Wednesday, May 13, 2009
ARNOLD, Md. -- Students at AACC forfeited $4,048,149 last school year by withdrawing from classes after the drop deadline according to AACC Planning, Research & Institutional Assessment.
Close to 15,000 students withdrew from their classes during the fiscal year of 2007 to 2008.
“I’ve dropped classes like they were hot,” said Amber Spence, a 19-year-old student at AACC
Students most often drop classes due to academic concerns according to the Education Resources Information Center, a government ran digital library of education literature, provided by the Department of Education. The most common academic reasons for dropping courses include “course content was too difficult,” “subject matter not what I expected,” and “boring presentation by the instructor.”

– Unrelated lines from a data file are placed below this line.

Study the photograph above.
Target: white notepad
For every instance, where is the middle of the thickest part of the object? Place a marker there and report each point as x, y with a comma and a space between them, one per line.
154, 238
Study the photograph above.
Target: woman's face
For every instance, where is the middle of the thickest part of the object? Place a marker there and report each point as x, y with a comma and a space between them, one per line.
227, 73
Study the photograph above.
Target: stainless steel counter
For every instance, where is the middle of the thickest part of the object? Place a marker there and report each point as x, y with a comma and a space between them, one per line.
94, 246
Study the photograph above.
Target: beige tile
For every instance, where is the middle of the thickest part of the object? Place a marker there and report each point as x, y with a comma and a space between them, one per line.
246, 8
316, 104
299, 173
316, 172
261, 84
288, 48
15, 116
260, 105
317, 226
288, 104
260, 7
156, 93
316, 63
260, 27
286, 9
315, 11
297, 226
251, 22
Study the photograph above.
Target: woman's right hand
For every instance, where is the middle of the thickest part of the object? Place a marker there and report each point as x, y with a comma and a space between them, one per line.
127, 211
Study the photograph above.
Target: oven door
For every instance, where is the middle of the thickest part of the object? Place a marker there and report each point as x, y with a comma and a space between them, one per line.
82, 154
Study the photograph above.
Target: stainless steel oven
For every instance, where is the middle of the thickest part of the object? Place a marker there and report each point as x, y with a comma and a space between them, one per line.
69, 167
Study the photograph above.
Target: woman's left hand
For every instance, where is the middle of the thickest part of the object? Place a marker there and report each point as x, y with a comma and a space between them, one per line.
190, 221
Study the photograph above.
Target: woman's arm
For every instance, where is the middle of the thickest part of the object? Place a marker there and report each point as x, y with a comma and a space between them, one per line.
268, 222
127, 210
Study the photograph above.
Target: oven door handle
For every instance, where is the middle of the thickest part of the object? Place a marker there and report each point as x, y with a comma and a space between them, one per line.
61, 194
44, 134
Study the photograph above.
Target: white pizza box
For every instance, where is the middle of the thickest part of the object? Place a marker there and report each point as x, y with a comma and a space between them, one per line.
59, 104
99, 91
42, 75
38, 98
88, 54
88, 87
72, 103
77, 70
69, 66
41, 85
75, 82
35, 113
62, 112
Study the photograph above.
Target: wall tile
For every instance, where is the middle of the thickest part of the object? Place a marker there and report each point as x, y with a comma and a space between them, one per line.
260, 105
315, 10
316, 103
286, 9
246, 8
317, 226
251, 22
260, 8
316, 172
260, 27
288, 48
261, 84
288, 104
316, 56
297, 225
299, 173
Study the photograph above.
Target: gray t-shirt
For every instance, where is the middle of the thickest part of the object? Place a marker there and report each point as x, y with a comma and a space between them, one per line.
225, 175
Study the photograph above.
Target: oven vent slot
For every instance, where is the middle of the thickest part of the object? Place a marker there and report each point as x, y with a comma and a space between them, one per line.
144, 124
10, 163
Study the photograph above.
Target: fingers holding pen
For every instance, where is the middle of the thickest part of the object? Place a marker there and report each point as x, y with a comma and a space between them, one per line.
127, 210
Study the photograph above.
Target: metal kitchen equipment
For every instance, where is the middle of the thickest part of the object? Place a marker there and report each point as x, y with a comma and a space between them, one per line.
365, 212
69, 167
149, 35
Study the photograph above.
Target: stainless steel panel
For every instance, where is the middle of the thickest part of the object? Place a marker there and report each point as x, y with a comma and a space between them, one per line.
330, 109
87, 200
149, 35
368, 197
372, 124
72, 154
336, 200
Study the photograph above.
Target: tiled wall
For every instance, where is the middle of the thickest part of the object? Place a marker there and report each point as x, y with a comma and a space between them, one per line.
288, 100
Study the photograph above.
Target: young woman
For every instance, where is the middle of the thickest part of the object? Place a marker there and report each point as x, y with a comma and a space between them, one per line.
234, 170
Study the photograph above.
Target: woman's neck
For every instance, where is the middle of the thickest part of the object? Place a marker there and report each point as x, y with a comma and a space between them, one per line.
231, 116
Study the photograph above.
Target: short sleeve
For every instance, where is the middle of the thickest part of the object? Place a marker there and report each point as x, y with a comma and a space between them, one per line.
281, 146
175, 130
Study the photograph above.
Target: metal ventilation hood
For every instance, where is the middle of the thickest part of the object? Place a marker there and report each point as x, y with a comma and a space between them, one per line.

Course withdrawals were also motivated by personal reasons, such as ill health, financial problems, employment scheduling as well as transferring to another school.
The courses that are most often withdrawn from include classes that are within the chemistry, mathematics and biology disciplines.
With 47,072 credit hours being thrown away by students last year at $86 per credit hour (for in-county tuition) where does the money go?
“Majority of it goes into teaching,” said Vincent Maruggi, interim executive director of planning of the research and institutional assessment at AACC. “about 52 percent goes to instruction.”
When a student withdrawals from a class after the drop date,a “W” will appear on their transcript. A “W” has no affect on the student’s GPA, but will remain on the transcript even if a student has retaken a class and received a high grade.
The school policy allows students to have up to 10 withdrawals until their record is placed on hold.